Adding fuel to this unease, a recent analysis in JAMA Network Open questioned whether prescribing cascades—a pattern in which the adverse effects of one medication are treated with another—were tied to gabapentinoid-induced edema. A study of medical records of gabapentin-treated military veterans showed that clinicians almost never explicitly considered gabapentinoid effects when treating edema with diuretics, commonly attributing fluid build-up to congestive heart failure or venous stasis. Nearly one in four patients had potential harms from such a resulting prescribing cascade.[3]

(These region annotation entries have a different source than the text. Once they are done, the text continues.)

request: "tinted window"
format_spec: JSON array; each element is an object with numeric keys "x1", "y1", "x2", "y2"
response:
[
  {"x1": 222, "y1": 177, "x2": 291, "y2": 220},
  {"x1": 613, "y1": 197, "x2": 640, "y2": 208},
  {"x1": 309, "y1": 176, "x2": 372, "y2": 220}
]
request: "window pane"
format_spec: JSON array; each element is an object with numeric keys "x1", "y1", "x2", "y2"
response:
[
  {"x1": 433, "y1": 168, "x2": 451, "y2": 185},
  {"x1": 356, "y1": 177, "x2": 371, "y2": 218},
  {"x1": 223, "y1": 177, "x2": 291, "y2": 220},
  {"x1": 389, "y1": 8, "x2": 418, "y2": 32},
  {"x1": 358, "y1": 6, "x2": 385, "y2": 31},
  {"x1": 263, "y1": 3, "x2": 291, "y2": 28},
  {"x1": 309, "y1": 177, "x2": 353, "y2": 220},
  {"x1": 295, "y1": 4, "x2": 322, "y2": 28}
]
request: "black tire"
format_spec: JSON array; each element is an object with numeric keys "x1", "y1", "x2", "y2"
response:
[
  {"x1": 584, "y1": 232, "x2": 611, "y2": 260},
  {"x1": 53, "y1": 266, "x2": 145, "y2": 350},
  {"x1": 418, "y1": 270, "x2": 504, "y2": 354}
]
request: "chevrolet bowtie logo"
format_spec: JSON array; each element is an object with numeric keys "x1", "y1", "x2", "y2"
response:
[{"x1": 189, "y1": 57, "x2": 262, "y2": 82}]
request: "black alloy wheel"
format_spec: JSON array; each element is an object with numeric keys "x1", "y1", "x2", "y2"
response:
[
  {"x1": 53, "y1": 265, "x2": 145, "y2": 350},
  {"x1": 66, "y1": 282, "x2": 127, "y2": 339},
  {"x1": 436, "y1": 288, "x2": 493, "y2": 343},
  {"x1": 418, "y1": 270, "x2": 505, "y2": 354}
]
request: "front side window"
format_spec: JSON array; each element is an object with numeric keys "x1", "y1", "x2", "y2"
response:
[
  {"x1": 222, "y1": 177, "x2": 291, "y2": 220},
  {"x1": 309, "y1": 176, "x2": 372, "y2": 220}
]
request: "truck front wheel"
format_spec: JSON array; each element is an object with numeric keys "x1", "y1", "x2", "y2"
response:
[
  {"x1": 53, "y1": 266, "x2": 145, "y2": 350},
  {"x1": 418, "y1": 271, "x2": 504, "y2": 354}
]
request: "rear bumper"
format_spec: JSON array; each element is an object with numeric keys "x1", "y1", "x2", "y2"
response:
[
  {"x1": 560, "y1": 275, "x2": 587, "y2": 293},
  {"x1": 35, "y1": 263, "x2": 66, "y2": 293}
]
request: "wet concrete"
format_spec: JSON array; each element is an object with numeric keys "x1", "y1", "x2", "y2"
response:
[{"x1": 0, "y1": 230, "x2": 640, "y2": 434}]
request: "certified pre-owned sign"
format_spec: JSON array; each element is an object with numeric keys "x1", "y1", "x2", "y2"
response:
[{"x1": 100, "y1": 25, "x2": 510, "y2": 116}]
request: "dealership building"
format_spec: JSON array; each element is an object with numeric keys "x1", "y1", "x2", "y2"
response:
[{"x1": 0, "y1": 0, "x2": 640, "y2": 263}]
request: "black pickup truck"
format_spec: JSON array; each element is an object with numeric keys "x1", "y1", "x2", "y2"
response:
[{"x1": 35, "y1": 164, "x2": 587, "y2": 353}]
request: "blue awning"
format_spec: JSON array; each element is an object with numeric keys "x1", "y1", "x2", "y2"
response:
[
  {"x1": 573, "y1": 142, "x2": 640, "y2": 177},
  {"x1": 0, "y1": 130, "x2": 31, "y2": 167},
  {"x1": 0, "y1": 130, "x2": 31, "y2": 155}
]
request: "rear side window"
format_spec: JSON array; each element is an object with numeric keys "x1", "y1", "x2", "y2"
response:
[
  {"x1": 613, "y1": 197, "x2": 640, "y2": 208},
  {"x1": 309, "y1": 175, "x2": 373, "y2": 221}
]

Moreover, global research mirrors U.S. concerns. A 2025 review of qualitative studies in the European Journal of Pain indicated that uncertainty was a recurring theme, with clinicians worldwide saying there was lack of guidance for starting, monitoring, or tapering gabapentinoid use.[4]
Gabapentin and Self-Harm
Long-standing fears about gabapentin and self-harm also were re-examined in a U.K. self-controlled case series published in the BMJ in April 2025. It found that self-harm risk rose in the 90 days before gabapentin treatment, persisted during the early treatment period before dropping to a reference level, and rose again within 14 days after treatment stopped. While the findings didn’t support a direct effect of gabapentin related to self-harm, it demonstrates the importance of careful patient monitoring of self-harm throughout the process of treatment with gabapentin.[5]
Full disclosure: I began my personal recovery journey after being on prescription opioids for eight years for my own chronic pain in late 2006. Subsequently, I took gabapentin for approximately two years. I chose to discontinue it after being unable to identify any notable beneficial effects and in consultation with my prescribing physician.
Chronic Pain Essential Reads
The common side effects of gabapentin include drowsiness, dizziness, blurry or double vision, and difficulty with coordination and concentration. Chronic pain frequently causes tremendous and wearying distress for those afflicted with it. However, it’s essential for medical professionals to ensure (to the maximum extent possible) that the treatment doesn’t create more problems than it ameliorates.